壁作成はしっかりと機能してくれて、入口を塞ぐような壁が現れる。
魔王はそれを見て、少しだけ驚いているようだった。
「……便利ですね」
「で、でしたら……魔王様に仕えさせてもらえたりは……できませんか?」
「……本気ですか?」
「ほ、本気です!」
たぶんそうしないと死ぬ。
魔王に殺されるとかではなく、この世界におそらく俺の居場所はない。
獣人たちも魔王も俺を魔族と認識していた。
そして、獣人は俺を殺そうとしていたし、獣人の前に人間が魔王を倒しにきたらしい。
つまり、魔族はどの種族からも敵視されている可能性が高い。
だとしたら、俺一人だと外をうろついているだけで死ぬことになる。
女神め。

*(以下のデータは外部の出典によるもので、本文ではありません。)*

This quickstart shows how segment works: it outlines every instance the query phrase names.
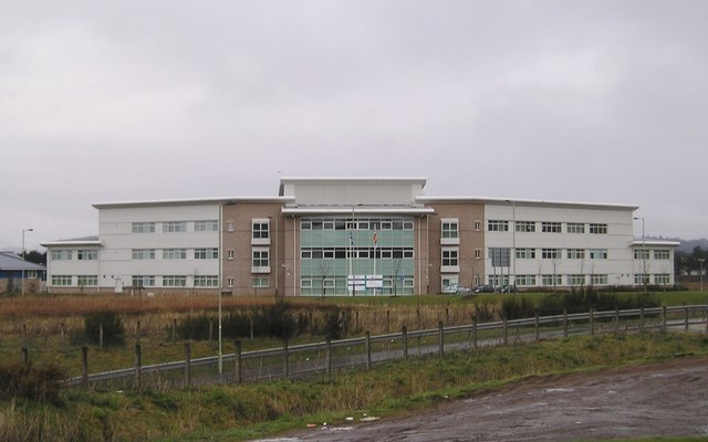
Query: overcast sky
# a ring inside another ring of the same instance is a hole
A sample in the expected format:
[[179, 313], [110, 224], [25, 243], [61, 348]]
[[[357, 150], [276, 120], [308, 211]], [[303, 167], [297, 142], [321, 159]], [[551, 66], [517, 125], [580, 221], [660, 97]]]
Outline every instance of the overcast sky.
[[0, 249], [280, 176], [629, 203], [647, 235], [708, 236], [707, 23], [702, 0], [0, 0]]

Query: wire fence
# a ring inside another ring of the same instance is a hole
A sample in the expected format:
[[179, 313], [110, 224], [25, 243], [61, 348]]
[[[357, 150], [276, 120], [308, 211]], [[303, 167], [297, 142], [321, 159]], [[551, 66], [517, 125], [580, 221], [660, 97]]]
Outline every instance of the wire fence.
[[[539, 316], [523, 319], [476, 323], [437, 328], [288, 345], [221, 356], [191, 357], [190, 344], [185, 344], [185, 359], [143, 365], [142, 348], [135, 345], [132, 368], [88, 373], [87, 347], [82, 347], [82, 375], [64, 381], [66, 387], [97, 389], [170, 389], [206, 383], [256, 382], [282, 378], [312, 376], [332, 377], [341, 370], [371, 369], [374, 364], [406, 359], [412, 356], [440, 355], [446, 351], [539, 341], [576, 335], [595, 336], [606, 333], [644, 330], [685, 330], [708, 334], [708, 305], [636, 308], [577, 314]], [[27, 355], [25, 355], [27, 357]]]

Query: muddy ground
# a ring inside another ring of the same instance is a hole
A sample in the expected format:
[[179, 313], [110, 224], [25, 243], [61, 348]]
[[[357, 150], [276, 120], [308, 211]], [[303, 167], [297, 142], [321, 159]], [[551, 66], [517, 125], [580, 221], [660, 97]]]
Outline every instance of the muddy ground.
[[531, 378], [414, 415], [365, 423], [360, 418], [269, 441], [708, 439], [708, 357]]

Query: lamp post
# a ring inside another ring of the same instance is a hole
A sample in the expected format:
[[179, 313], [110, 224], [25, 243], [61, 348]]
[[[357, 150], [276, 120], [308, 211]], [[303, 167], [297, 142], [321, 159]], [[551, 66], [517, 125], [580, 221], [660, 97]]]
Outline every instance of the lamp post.
[[507, 200], [507, 202], [511, 202], [511, 281], [509, 285], [516, 287], [517, 285], [517, 201]]
[[22, 281], [20, 285], [22, 286], [21, 292], [24, 295], [24, 232], [32, 232], [34, 229], [22, 229]]
[[646, 293], [646, 240], [644, 236], [644, 217], [635, 217], [635, 220], [642, 220], [642, 284]]

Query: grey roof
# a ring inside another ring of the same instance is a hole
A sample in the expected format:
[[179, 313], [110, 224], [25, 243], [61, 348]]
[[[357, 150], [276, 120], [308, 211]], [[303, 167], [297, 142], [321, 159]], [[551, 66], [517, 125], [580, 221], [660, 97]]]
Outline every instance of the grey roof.
[[44, 271], [43, 265], [23, 261], [20, 255], [14, 252], [0, 252], [0, 270], [39, 270]]

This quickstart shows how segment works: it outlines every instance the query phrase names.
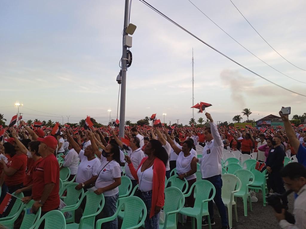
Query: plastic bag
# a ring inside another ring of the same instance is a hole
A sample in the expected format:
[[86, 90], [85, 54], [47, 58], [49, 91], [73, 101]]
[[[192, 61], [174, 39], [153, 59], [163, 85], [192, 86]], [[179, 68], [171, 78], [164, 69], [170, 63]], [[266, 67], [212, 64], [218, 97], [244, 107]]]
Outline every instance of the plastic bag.
[[165, 223], [165, 218], [166, 216], [165, 212], [161, 210], [159, 212], [159, 224], [163, 224]]

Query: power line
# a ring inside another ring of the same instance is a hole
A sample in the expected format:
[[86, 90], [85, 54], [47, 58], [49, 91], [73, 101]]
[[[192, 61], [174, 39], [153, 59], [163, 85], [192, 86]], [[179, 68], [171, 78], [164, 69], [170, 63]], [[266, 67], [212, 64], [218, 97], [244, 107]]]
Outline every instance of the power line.
[[253, 27], [253, 26], [251, 24], [251, 23], [250, 23], [249, 22], [249, 21], [248, 21], [247, 20], [247, 19], [244, 16], [243, 16], [243, 15], [240, 12], [240, 11], [238, 9], [238, 8], [237, 8], [237, 7], [236, 5], [235, 5], [235, 4], [234, 4], [233, 2], [232, 1], [232, 0], [230, 0], [230, 2], [234, 5], [234, 6], [235, 6], [235, 8], [236, 8], [236, 9], [237, 9], [237, 10], [238, 10], [238, 11], [239, 12], [239, 13], [240, 13], [240, 14], [241, 14], [241, 15], [242, 15], [242, 16], [244, 18], [244, 19], [245, 19], [245, 20], [246, 21], [248, 22], [248, 23], [251, 26], [251, 27], [252, 27], [252, 28], [253, 28], [253, 29], [254, 29], [254, 30], [255, 30], [255, 31], [256, 33], [257, 33], [257, 34], [258, 34], [259, 35], [259, 36], [260, 36], [260, 37], [261, 37], [262, 38], [263, 40], [269, 46], [270, 46], [270, 47], [271, 47], [271, 48], [272, 49], [273, 49], [273, 50], [274, 50], [274, 51], [275, 51], [275, 52], [276, 53], [277, 53], [279, 55], [281, 56], [282, 57], [283, 59], [284, 59], [284, 60], [285, 60], [287, 62], [288, 62], [288, 63], [289, 63], [290, 64], [291, 64], [293, 65], [295, 67], [297, 67], [299, 69], [300, 69], [301, 70], [303, 70], [304, 71], [306, 71], [306, 70], [305, 70], [305, 69], [304, 69], [303, 68], [301, 68], [300, 67], [298, 67], [296, 65], [295, 65], [294, 64], [293, 64], [292, 63], [291, 63], [291, 62], [290, 62], [290, 61], [289, 61], [289, 60], [287, 60], [287, 59], [286, 59], [283, 56], [282, 56], [282, 55], [281, 55], [276, 50], [275, 50], [275, 49], [274, 49], [270, 45], [270, 44], [269, 44], [269, 43], [268, 43], [268, 42], [267, 42], [267, 41], [266, 41], [263, 38], [263, 37], [260, 34], [259, 34], [259, 33], [258, 32], [257, 32], [257, 31], [256, 29], [255, 29], [255, 28], [254, 28], [254, 27]]
[[[230, 0], [230, 1], [231, 2], [231, 0]], [[262, 60], [260, 58], [259, 58], [259, 57], [257, 56], [256, 56], [256, 55], [255, 55], [255, 54], [254, 54], [251, 51], [250, 51], [248, 49], [247, 49], [244, 46], [242, 45], [241, 45], [241, 44], [240, 44], [237, 40], [236, 40], [233, 37], [232, 37], [228, 33], [227, 33], [224, 30], [223, 30], [223, 29], [222, 29], [222, 28], [221, 27], [220, 27], [214, 21], [212, 20], [211, 19], [209, 18], [209, 17], [208, 17], [208, 16], [207, 16], [206, 14], [205, 14], [203, 12], [203, 11], [202, 11], [202, 10], [201, 10], [200, 9], [199, 9], [199, 8], [196, 5], [195, 5], [192, 2], [191, 2], [191, 1], [190, 1], [190, 0], [188, 0], [188, 1], [189, 1], [190, 2], [190, 3], [191, 3], [194, 6], [194, 7], [195, 7], [196, 8], [198, 9], [199, 10], [199, 11], [200, 11], [200, 12], [201, 12], [201, 13], [203, 13], [203, 14], [204, 14], [204, 15], [205, 15], [205, 16], [206, 17], [207, 17], [207, 18], [208, 18], [209, 19], [209, 20], [211, 20], [211, 21], [212, 22], [215, 24], [217, 26], [218, 26], [218, 27], [220, 29], [221, 29], [221, 30], [222, 30], [225, 33], [226, 33], [226, 35], [228, 36], [229, 37], [230, 37], [232, 39], [233, 39], [233, 40], [234, 40], [234, 41], [236, 42], [236, 43], [237, 43], [237, 44], [239, 44], [241, 47], [242, 47], [242, 48], [243, 48], [245, 49], [247, 51], [248, 51], [248, 52], [249, 53], [251, 54], [252, 54], [252, 55], [253, 55], [254, 56], [255, 56], [256, 57], [256, 58], [257, 58], [257, 59], [258, 59], [259, 60], [260, 60], [263, 63], [264, 63], [265, 64], [267, 64], [267, 65], [268, 65], [268, 66], [269, 66], [269, 67], [270, 67], [273, 68], [273, 69], [274, 69], [275, 71], [276, 71], [278, 72], [279, 72], [281, 74], [282, 74], [283, 75], [284, 75], [284, 76], [286, 76], [287, 77], [288, 77], [288, 78], [290, 78], [290, 79], [293, 79], [293, 80], [295, 80], [296, 81], [297, 81], [298, 82], [300, 82], [300, 83], [306, 83], [306, 82], [303, 82], [303, 81], [300, 81], [300, 80], [297, 80], [297, 79], [294, 79], [294, 78], [292, 78], [292, 77], [291, 77], [289, 76], [289, 75], [286, 75], [285, 73], [283, 73], [282, 72], [280, 71], [279, 71], [279, 70], [278, 70], [276, 68], [275, 68], [274, 67], [272, 67], [271, 65], [270, 64], [268, 64], [266, 62], [264, 61], [263, 60]]]
[[216, 52], [218, 52], [218, 53], [219, 53], [221, 55], [222, 55], [222, 56], [224, 56], [225, 57], [226, 57], [226, 58], [227, 58], [227, 59], [228, 59], [229, 60], [231, 60], [232, 61], [233, 61], [234, 63], [236, 64], [238, 64], [239, 66], [240, 66], [241, 67], [243, 67], [244, 69], [246, 69], [246, 70], [247, 70], [248, 71], [249, 71], [250, 72], [251, 72], [251, 73], [253, 73], [253, 74], [256, 75], [257, 76], [259, 77], [260, 78], [262, 78], [262, 79], [264, 79], [265, 80], [266, 80], [266, 81], [268, 81], [268, 82], [269, 82], [271, 83], [274, 84], [275, 86], [277, 86], [278, 87], [280, 87], [281, 88], [282, 88], [282, 89], [284, 89], [284, 90], [285, 90], [286, 91], [288, 91], [290, 92], [291, 92], [291, 93], [294, 93], [294, 94], [296, 94], [297, 95], [299, 95], [302, 96], [304, 96], [304, 97], [306, 97], [306, 96], [305, 96], [305, 95], [303, 95], [303, 94], [300, 94], [300, 93], [298, 93], [297, 92], [295, 92], [293, 91], [292, 91], [291, 90], [290, 90], [289, 89], [287, 89], [287, 88], [285, 88], [285, 87], [283, 87], [283, 86], [281, 86], [280, 85], [278, 85], [278, 84], [276, 84], [275, 83], [274, 83], [273, 82], [272, 82], [272, 81], [271, 81], [271, 80], [269, 80], [268, 79], [266, 79], [264, 77], [263, 77], [262, 76], [261, 76], [261, 75], [258, 75], [257, 73], [256, 73], [256, 72], [254, 72], [253, 71], [252, 71], [251, 70], [250, 70], [250, 69], [249, 69], [248, 68], [246, 67], [244, 67], [243, 65], [242, 64], [239, 64], [238, 62], [237, 62], [237, 61], [235, 61], [235, 60], [233, 60], [233, 59], [231, 59], [231, 58], [230, 58], [230, 57], [229, 57], [229, 56], [226, 56], [226, 55], [225, 54], [224, 54], [222, 53], [221, 53], [221, 52], [220, 52], [219, 50], [218, 50], [217, 49], [216, 49], [215, 48], [214, 48], [213, 47], [212, 47], [211, 45], [209, 45], [208, 44], [207, 44], [207, 43], [206, 42], [205, 42], [203, 40], [201, 40], [198, 37], [197, 37], [195, 35], [194, 35], [191, 32], [189, 32], [189, 31], [188, 31], [187, 30], [186, 30], [185, 29], [185, 28], [184, 28], [182, 26], [181, 26], [181, 25], [179, 25], [176, 22], [175, 22], [173, 20], [172, 20], [172, 19], [170, 19], [170, 18], [168, 17], [168, 16], [166, 16], [166, 15], [165, 15], [165, 14], [163, 14], [162, 13], [161, 13], [160, 11], [159, 10], [158, 10], [156, 9], [154, 7], [152, 6], [152, 5], [150, 5], [150, 4], [149, 4], [148, 3], [146, 2], [144, 0], [139, 0], [139, 1], [140, 1], [141, 2], [142, 2], [143, 3], [144, 3], [145, 5], [147, 5], [147, 6], [148, 6], [148, 7], [149, 7], [151, 9], [153, 9], [153, 10], [154, 10], [154, 11], [155, 11], [155, 12], [156, 12], [157, 13], [159, 13], [159, 14], [160, 15], [161, 15], [163, 17], [165, 18], [166, 18], [166, 19], [167, 20], [169, 20], [169, 21], [170, 21], [170, 22], [171, 22], [172, 23], [173, 23], [175, 25], [177, 26], [178, 27], [179, 27], [179, 28], [180, 28], [182, 30], [184, 30], [184, 31], [185, 31], [185, 32], [187, 32], [190, 35], [191, 35], [193, 37], [194, 37], [195, 38], [196, 38], [196, 39], [198, 39], [198, 40], [199, 40], [199, 41], [200, 41], [201, 42], [202, 42], [202, 43], [203, 43], [203, 44], [204, 44], [206, 45], [207, 45], [208, 47], [210, 47], [212, 49], [214, 49], [214, 50], [215, 50]]

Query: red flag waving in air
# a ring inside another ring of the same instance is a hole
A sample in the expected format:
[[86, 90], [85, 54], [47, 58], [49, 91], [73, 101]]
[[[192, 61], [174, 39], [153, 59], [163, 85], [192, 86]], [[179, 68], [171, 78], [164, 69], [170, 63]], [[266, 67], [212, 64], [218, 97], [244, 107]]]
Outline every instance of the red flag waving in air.
[[160, 122], [160, 119], [157, 119], [153, 123], [153, 127], [162, 127], [162, 122]]
[[11, 127], [13, 126], [14, 125], [15, 125], [15, 123], [16, 123], [16, 122], [17, 120], [17, 115], [16, 114], [16, 115], [14, 115], [12, 118], [12, 120], [9, 122], [9, 127]]
[[94, 124], [90, 120], [90, 117], [88, 116], [85, 119], [85, 124], [84, 125], [84, 129], [88, 129], [89, 128], [91, 128], [92, 126], [94, 125]]
[[155, 119], [155, 117], [156, 117], [156, 114], [153, 114], [151, 116], [151, 117], [150, 118], [150, 120], [151, 121], [152, 120], [154, 120]]
[[196, 108], [197, 109], [199, 109], [200, 110], [199, 113], [203, 113], [203, 111], [205, 110], [205, 108], [211, 106], [212, 105], [210, 104], [207, 104], [203, 102], [200, 102], [200, 104], [198, 103], [193, 107], [192, 107], [191, 108]]

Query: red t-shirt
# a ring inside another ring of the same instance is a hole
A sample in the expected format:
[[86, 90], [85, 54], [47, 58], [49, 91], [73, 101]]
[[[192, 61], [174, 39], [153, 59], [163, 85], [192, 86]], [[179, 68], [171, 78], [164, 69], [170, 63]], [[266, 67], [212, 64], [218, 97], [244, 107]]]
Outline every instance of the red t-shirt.
[[28, 157], [24, 154], [15, 154], [6, 165], [8, 168], [12, 168], [17, 171], [12, 176], [4, 175], [4, 182], [7, 186], [22, 184], [25, 176]]
[[59, 206], [59, 166], [53, 154], [48, 155], [37, 163], [33, 169], [32, 195], [34, 200], [39, 200], [45, 185], [54, 183], [55, 185], [42, 207], [42, 211], [54, 210]]
[[253, 142], [251, 139], [241, 139], [238, 140], [241, 143], [241, 151], [251, 152], [253, 148]]
[[40, 158], [36, 162], [32, 158], [28, 158], [28, 168], [25, 173], [25, 177], [23, 181], [23, 186], [27, 186], [32, 184], [33, 179], [32, 175], [33, 169], [35, 168], [38, 163], [42, 160], [42, 158]]
[[204, 136], [203, 134], [201, 134], [200, 133], [198, 133], [197, 135], [199, 136], [199, 142], [203, 143], [205, 141], [205, 137]]

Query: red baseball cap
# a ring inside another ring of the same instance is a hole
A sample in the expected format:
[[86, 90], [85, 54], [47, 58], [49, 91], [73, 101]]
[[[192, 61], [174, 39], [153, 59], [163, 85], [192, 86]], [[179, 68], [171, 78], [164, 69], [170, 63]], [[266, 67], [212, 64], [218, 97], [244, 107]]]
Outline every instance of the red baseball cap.
[[35, 130], [34, 132], [35, 134], [38, 135], [41, 138], [45, 136], [45, 135], [46, 135], [45, 134], [45, 132], [41, 129], [37, 129]]
[[37, 138], [37, 141], [43, 142], [48, 147], [52, 148], [55, 150], [56, 149], [58, 142], [56, 139], [53, 136], [49, 135], [45, 138]]

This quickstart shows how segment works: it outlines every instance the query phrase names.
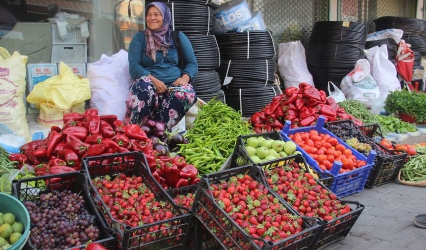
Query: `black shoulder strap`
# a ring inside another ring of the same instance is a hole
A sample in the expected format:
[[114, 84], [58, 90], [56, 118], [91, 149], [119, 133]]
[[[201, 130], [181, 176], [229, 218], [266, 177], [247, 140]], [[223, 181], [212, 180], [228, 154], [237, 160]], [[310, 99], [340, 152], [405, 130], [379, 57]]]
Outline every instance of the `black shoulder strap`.
[[182, 46], [180, 44], [180, 39], [179, 38], [179, 33], [180, 31], [178, 30], [173, 31], [173, 41], [176, 50], [177, 51], [177, 58], [179, 60], [178, 66], [181, 69], [183, 69], [183, 56], [182, 53]]

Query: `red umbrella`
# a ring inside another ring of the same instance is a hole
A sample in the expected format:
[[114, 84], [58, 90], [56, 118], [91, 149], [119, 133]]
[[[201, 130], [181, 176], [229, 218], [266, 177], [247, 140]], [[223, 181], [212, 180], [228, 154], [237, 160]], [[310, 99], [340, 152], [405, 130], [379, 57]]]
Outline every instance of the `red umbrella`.
[[396, 52], [396, 71], [404, 79], [404, 83], [409, 86], [411, 85], [414, 65], [414, 53], [410, 48], [411, 47], [401, 39]]

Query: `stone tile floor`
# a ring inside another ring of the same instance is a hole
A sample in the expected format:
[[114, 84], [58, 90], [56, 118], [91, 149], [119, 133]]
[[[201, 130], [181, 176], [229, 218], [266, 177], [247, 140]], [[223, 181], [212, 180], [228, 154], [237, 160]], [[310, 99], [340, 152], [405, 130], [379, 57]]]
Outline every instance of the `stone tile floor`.
[[324, 250], [426, 250], [426, 229], [413, 224], [426, 213], [426, 188], [389, 183], [342, 199], [365, 208], [346, 238]]

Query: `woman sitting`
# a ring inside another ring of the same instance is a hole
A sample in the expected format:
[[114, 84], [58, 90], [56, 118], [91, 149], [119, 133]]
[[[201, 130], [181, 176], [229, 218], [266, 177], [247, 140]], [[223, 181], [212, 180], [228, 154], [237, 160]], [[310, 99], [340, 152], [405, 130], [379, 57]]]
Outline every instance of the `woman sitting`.
[[[124, 123], [143, 124], [148, 119], [164, 122], [169, 129], [197, 100], [188, 82], [198, 71], [191, 43], [183, 33], [173, 39], [170, 9], [154, 2], [146, 6], [147, 28], [136, 34], [129, 47], [129, 67], [135, 81], [126, 102]], [[181, 48], [179, 58], [177, 45]], [[182, 60], [183, 68], [179, 67]]]

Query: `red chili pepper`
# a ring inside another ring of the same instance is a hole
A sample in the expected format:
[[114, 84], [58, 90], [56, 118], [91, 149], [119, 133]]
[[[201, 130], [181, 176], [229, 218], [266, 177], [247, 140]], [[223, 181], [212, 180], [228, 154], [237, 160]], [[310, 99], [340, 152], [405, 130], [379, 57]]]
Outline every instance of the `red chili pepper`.
[[61, 159], [65, 161], [67, 166], [74, 167], [80, 162], [80, 158], [77, 153], [71, 149], [62, 149], [57, 153]]
[[295, 104], [296, 108], [300, 110], [300, 109], [305, 106], [305, 101], [303, 99], [298, 99], [296, 100]]
[[175, 188], [182, 188], [182, 187], [186, 187], [189, 185], [189, 181], [188, 179], [180, 179], [177, 181], [177, 183], [176, 184]]
[[179, 179], [179, 168], [175, 165], [166, 162], [164, 166], [164, 179], [169, 187], [174, 188]]
[[101, 118], [101, 120], [102, 121], [105, 121], [108, 123], [109, 125], [112, 126], [114, 124], [114, 122], [115, 122], [117, 120], [117, 116], [115, 115], [106, 115], [105, 116], [100, 116], [99, 117]]
[[76, 112], [71, 112], [64, 114], [63, 115], [63, 118], [62, 118], [62, 121], [63, 121], [64, 124], [66, 124], [68, 122], [70, 122], [71, 121], [78, 122], [79, 121], [82, 121], [83, 119], [84, 119], [84, 117], [83, 116], [82, 114]]
[[286, 96], [285, 98], [284, 98], [284, 101], [283, 104], [285, 106], [288, 105], [289, 104], [294, 104], [295, 102], [296, 102], [296, 100], [297, 99], [298, 94], [296, 92], [293, 92], [290, 94], [290, 95]]
[[88, 156], [101, 155], [105, 152], [106, 149], [106, 147], [104, 144], [92, 144], [87, 150], [86, 154], [87, 154]]
[[71, 141], [63, 145], [64, 149], [71, 149], [81, 156], [86, 153], [90, 146], [88, 143], [83, 142], [80, 140]]
[[90, 144], [100, 144], [104, 137], [100, 134], [92, 134], [86, 137], [84, 142]]
[[300, 121], [300, 125], [302, 126], [306, 126], [311, 125], [312, 122], [315, 122], [317, 120], [317, 118], [315, 116], [310, 116], [305, 118]]
[[124, 134], [129, 138], [144, 141], [148, 138], [144, 130], [136, 124], [131, 124], [126, 126], [124, 128]]
[[91, 134], [99, 133], [99, 128], [101, 125], [101, 118], [97, 115], [90, 115], [87, 117], [87, 123], [89, 124], [89, 133]]
[[46, 155], [48, 157], [52, 155], [55, 146], [62, 141], [62, 138], [63, 137], [63, 134], [59, 133], [56, 131], [53, 131], [50, 132], [50, 139], [48, 144], [46, 151]]
[[87, 128], [84, 127], [72, 126], [67, 127], [65, 129], [63, 129], [62, 132], [64, 134], [74, 135], [82, 141], [83, 141], [87, 137], [89, 131], [87, 130]]
[[124, 134], [116, 134], [111, 138], [120, 147], [126, 147], [129, 144], [129, 137]]
[[285, 91], [285, 95], [289, 95], [292, 93], [297, 93], [297, 92], [299, 91], [299, 89], [295, 87], [290, 87], [289, 88], [286, 88]]
[[314, 87], [305, 88], [303, 90], [303, 96], [307, 98], [312, 98], [317, 101], [321, 101], [320, 92], [318, 89]]
[[171, 163], [177, 166], [177, 167], [179, 168], [182, 168], [186, 165], [185, 158], [182, 156], [175, 156], [174, 158], [171, 159]]
[[97, 116], [98, 115], [98, 110], [93, 108], [88, 109], [84, 112], [84, 114], [83, 114], [83, 117], [85, 119], [87, 120], [87, 118], [91, 115], [96, 115]]
[[60, 133], [60, 131], [62, 130], [62, 128], [57, 126], [52, 126], [51, 127], [51, 132], [53, 131], [56, 131], [58, 133]]
[[179, 171], [179, 176], [181, 178], [194, 179], [197, 177], [198, 170], [191, 164], [188, 164]]

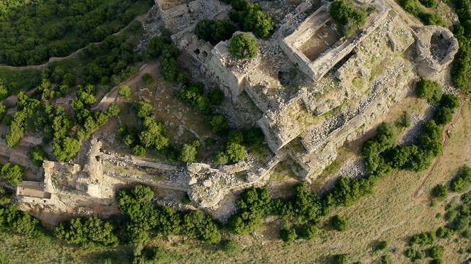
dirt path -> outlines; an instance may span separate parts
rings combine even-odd
[[[450,136],[448,136],[448,130],[450,129],[450,127],[452,127],[455,123],[456,123],[456,121],[460,117],[460,115],[461,114],[461,111],[462,109],[463,106],[465,105],[465,100],[462,99],[462,97],[460,97],[460,100],[461,101],[461,104],[460,105],[460,108],[458,109],[458,111],[455,113],[453,118],[452,119],[452,121],[450,122],[448,125],[445,126],[445,128],[443,128],[443,132],[442,134],[442,143],[443,145],[443,148],[446,146],[446,144],[448,143],[448,139],[450,139]],[[435,171],[435,168],[437,167],[437,165],[438,164],[438,162],[440,160],[441,158],[443,156],[443,151],[442,151],[442,153],[440,156],[437,157],[437,158],[435,159],[435,161],[433,162],[433,164],[432,166],[428,169],[428,172],[427,173],[427,175],[426,177],[423,179],[422,181],[422,183],[418,186],[418,187],[414,191],[413,194],[411,197],[411,199],[413,202],[429,202],[431,199],[430,198],[419,198],[419,195],[422,193],[423,191],[423,187],[425,186],[426,183],[430,178],[430,177],[432,175],[432,172]]]
[[[156,60],[151,63],[144,65],[134,77],[121,84],[128,85],[133,89],[139,89],[146,84],[142,79],[142,77],[146,73],[150,74],[155,78],[158,73],[158,61]],[[113,87],[113,89],[104,94],[99,103],[92,107],[92,109],[99,109],[102,111],[107,111],[111,104],[117,102],[119,96],[118,92],[119,86]]]
[[[134,89],[141,88],[146,84],[142,79],[142,77],[146,73],[150,74],[153,78],[156,78],[158,74],[158,60],[156,60],[151,63],[144,65],[136,75],[126,81],[123,84]]]

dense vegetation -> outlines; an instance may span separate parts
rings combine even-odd
[[[40,221],[13,205],[0,205],[0,226],[34,238],[44,234]]]
[[[195,28],[195,33],[198,38],[212,45],[231,38],[235,31],[236,28],[228,19],[203,19],[198,21]]]
[[[19,66],[38,65],[102,41],[153,4],[47,0],[0,4],[0,63]]]
[[[24,177],[23,168],[16,164],[6,163],[0,165],[0,176],[13,186],[17,186]]]
[[[451,78],[455,86],[462,90],[471,91],[471,1],[455,0],[455,11],[460,25],[453,25],[453,34],[460,48],[455,55]]]
[[[346,37],[350,37],[367,20],[367,12],[354,7],[351,1],[335,0],[330,6],[330,14],[342,24],[340,31]]]
[[[410,14],[417,16],[426,25],[445,26],[442,16],[437,13],[428,12],[423,6],[436,6],[435,0],[401,0],[399,4]]]
[[[471,186],[471,167],[465,165],[450,184],[453,192],[464,192]]]
[[[247,0],[224,0],[231,4],[229,18],[242,31],[252,32],[259,38],[266,38],[275,28],[271,16],[264,12],[259,3],[249,3]]]
[[[460,233],[467,236],[471,224],[471,192],[461,195],[462,204],[455,206],[454,199],[445,206],[447,221],[445,226],[440,226],[433,231],[425,231],[413,235],[408,242],[408,247],[404,251],[404,255],[412,261],[416,261],[430,257],[433,263],[441,263],[441,258],[445,248],[438,246],[437,243],[441,239],[447,239]]]
[[[257,55],[256,40],[249,33],[239,33],[231,39],[229,51],[239,59],[252,59]]]
[[[443,91],[436,82],[421,79],[417,82],[416,92],[420,98],[427,100],[428,104],[435,104],[442,99]]]

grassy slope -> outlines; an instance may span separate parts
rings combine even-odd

魔族なんかに転生させて、そりゃあハズレって言うはずだよ!
だったら、俺は生き延びられる確率が高い選択をとるしかない。
このたった一人で難易度を上げているラスボスに仕えることでな!
「私魔王なんですけど」
「俺は魔族です!」
「部下は全滅したので、世界中の者から敵視されていますけど」
「俺はしていません!」
「…………え~。苦労しますよ?」
なんか……一気に威厳みたいなのが消えた?
面倒くさそうというか、やる気がなさそうな声が返ってきた。
「だ、大丈夫です……」
「……わかりました。じゃあ、まずはダンジョンを直してもらいましょうか。勇者たちにボロボロにされて、途方に暮れていたんです」
どうやら……中途採用の試用期間くらいにはこぎつけたようだ。
せいぜい、物理的に首を斬られないようにがんばろう……。